If the agent cannot heartbeat to Cloudera Manager, then verify that the "server_host" setting in /etc/cloudera-scm-agent/config.ini shows Cloudera Manager's hostname and that you can connect from the agent's host to Cloudera Manager's host on port 7182 (this is the port that the Agent uses to send heartbeats to CM).
In general, the hosts file should appear with:
IP FQDN hostname
If you make any changes in the agent configuration or the hosts file, use this to restart:
service cloudera-scm-agent restart
If the above check out and the hostnames being reported by your agents are accessible to Cloudera Manager, then the hostnames should be less relevant at this stage (until you get to kerberos, ssl, etc.
If you are having a problem, please make sure to include exactly what you are seeing and a snippet from the log file if possible
Two very common factors that can block communication between CM and Agent are firewall (iptables) and selinux. As far as I know selinux is not installed by default on Ubuntu.
09-01-2015 03:57 PM
Thank you so much Ben for your help.
1. I reinstalled EC2 2 ubunt instances with m3.large type.
.iptables disabled by sudo ufw disable
. passwdless works in between instance
. modified /etc/sysctl.conf to disable ipv6 as well as in /etc/hosts
. download cloudera manager 5.2. my cluster is 2 nodes on EC2 unbuntu 12.04 LTS
. my hosts file look like following:
184.108.40.206 ec2-52-88-149-30.us-west-2.compute.amazonaws.com 172.31.33.55 ip-172-31-33-55
220.127.116.11 ec2-52-88-152-243.us-west-2.compute.amazonaws.com 172.31.33.56 ip-172-31-33-56
2. Install CM and never make it so far. alwasy failed to receive heartbeat from agent.
I have check the cloudera-scm-server and cloudera-scm-agent log file as you suggested. I copied and pasted the error part in these files as following
-----in the cloudera-scm-agent.log we got timeout
[01/Sep/2015 22:36:41 +0000] 2532 HTTPServer Thread-2 _cplogging INFO [01/Sep/2015:22:36:41] ENGINE Stopped thread '_TimeoutMonitor'.
[01/Sep/2015 22:36:41 +0000] 2532 HTTPServer Thread-2 _cplogging INFO [01/Sep/2015:22:36:41] ENGINE Bus STOPPED
[01/Sep/2015 22:36:41 +0000] 2532 HTTPServer Thread-2 _cplogging INFO [01/Sep/2015:22:36:41] ENGINE Bus EXITING
[01/Sep/2015 22:36:41 +0000] 2532 HTTPServer Thread-2 _cplogging INFO [01/Sep/2015:22:36:41] ENGINE Bus EXITED
------in the supervisord.log, the part repleat many times in log file
2015-09-01 19:43:29,698 CRIT Supervisor running as root (no user in config file)
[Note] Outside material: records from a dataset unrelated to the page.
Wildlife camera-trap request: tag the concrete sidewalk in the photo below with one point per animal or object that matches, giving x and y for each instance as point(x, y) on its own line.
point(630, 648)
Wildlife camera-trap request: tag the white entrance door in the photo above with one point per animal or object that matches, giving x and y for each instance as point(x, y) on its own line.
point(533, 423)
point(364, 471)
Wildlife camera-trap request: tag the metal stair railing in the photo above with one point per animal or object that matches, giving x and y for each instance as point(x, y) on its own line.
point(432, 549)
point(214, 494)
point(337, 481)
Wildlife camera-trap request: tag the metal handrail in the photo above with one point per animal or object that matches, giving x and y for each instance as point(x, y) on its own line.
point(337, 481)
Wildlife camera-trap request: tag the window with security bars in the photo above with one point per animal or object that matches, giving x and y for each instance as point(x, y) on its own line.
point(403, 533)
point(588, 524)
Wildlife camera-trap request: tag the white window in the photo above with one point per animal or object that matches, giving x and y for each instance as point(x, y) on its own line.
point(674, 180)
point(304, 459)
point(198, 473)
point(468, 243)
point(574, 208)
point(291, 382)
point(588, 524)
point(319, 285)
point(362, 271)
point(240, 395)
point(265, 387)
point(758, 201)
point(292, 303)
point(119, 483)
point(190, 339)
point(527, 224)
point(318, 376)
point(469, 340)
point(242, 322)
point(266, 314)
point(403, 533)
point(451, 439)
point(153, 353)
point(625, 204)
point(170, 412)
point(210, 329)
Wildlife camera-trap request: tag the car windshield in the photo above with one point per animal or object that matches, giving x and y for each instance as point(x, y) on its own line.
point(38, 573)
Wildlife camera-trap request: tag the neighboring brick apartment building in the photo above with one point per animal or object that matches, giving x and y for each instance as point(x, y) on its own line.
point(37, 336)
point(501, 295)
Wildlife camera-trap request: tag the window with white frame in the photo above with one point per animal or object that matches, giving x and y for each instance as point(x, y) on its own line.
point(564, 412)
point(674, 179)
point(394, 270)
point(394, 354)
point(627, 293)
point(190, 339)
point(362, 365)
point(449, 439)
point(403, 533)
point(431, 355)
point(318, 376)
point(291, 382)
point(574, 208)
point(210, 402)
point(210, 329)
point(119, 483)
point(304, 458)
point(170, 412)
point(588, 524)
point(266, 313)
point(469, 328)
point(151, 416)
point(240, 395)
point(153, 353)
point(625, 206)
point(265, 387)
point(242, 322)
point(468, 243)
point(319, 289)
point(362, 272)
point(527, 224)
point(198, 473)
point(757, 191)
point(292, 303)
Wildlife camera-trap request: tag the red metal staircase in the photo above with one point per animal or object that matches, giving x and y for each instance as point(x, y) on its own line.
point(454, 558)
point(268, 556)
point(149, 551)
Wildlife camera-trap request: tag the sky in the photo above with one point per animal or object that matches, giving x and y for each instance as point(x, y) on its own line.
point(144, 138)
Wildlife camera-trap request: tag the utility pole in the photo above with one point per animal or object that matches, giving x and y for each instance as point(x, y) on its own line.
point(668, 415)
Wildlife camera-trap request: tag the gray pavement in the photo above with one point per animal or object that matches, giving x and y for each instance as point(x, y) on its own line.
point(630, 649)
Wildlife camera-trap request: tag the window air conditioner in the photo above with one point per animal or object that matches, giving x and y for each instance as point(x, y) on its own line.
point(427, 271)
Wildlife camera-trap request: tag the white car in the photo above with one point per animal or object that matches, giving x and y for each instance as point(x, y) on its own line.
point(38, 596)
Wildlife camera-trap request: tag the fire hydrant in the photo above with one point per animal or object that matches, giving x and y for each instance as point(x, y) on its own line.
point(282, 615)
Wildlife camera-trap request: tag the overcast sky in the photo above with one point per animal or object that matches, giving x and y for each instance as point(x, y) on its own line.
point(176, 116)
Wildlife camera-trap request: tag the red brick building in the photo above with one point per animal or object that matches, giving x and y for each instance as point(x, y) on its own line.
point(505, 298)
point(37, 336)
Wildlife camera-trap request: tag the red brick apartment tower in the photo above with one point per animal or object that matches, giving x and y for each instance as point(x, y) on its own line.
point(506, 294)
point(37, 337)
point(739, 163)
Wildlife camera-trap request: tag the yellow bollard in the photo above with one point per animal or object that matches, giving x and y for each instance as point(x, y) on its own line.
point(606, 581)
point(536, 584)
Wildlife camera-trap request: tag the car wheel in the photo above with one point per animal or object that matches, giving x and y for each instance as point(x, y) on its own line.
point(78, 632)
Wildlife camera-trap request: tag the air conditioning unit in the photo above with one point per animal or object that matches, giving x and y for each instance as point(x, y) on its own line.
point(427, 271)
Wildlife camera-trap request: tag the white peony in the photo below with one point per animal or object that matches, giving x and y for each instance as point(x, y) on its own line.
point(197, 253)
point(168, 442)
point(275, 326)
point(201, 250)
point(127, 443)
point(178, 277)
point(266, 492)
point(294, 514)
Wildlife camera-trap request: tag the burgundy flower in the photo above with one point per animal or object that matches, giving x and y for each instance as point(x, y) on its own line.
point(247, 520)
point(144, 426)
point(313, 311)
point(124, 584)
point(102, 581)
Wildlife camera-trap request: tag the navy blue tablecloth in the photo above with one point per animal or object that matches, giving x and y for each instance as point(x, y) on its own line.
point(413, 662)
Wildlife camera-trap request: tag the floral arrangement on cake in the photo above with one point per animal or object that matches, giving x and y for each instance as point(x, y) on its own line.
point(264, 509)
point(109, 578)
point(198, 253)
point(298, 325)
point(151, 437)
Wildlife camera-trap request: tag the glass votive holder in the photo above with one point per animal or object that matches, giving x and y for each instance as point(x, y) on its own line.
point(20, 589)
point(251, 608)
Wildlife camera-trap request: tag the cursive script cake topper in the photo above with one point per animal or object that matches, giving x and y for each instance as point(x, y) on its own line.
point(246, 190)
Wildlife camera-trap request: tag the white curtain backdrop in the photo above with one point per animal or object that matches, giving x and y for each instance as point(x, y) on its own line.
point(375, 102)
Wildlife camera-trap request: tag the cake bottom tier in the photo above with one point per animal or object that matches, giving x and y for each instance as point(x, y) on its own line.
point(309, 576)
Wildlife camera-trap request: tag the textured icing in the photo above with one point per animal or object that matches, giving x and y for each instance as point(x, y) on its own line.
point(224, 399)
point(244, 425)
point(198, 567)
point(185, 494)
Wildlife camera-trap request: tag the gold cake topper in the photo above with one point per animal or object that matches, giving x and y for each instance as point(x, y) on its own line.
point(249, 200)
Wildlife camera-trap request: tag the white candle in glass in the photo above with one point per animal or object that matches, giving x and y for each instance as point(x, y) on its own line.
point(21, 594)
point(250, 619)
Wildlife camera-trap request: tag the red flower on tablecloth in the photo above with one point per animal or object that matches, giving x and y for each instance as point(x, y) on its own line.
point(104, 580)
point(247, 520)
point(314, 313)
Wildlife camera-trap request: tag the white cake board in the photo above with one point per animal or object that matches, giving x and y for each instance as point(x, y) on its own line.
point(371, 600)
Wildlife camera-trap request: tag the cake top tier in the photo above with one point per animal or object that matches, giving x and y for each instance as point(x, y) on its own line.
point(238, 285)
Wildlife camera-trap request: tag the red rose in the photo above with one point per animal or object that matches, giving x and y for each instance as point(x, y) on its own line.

2015-09-01 19:43:29,734 INFO RPC interface 'supervisor' initialized
2015-09-01 19:43:29,735 INFO RPC interface 'supervisor' initialized
2015-09-01 19:43:29,738 INFO daemonizing the supervisord process
2015-09-01 19:43:29,739 INFO supervisord started with pid 7173
2015-09-01 19:43:30,746 INFO spawned: 'cmflistener' with pid 7174
2015-09-01 19:43:31,881 INFO success: cmflistener entered RUNNING state, process has stayed up for > than 1 seconds (startsecs)
2015-09-01 19:49:01,744 INFO exited: cmflistener (terminated by SIGTERM; not expected)
2015-09-01 19:49:01,744 WARN received SIGTERM indicating exit request
-------in the cmf-listener.log file
[01/Sep/2015 22:19:11 +0000] 942 MainThread supervisor_listener INFO Starting event listener as pid 942
[01/Sep/2015 22:19:12 +0000] 942 MainThread supervisor_listener INFO Cannot open agent FIFO (agent probably dead), dropping event
I know everyone is very busy these days, I apprecite your precise time. please take a look and give me some clue to finish this cloudera manager installation.
thank you very very much.
12-13-2015 06:26 AM
I have resolved my issue by switching off the iptables, 'firewalld' if its a centos 7.
PS: I know its way too late for any reply on this chain but i thougth it might help some one else cause i don't see any relevant solution on this forum neither on google.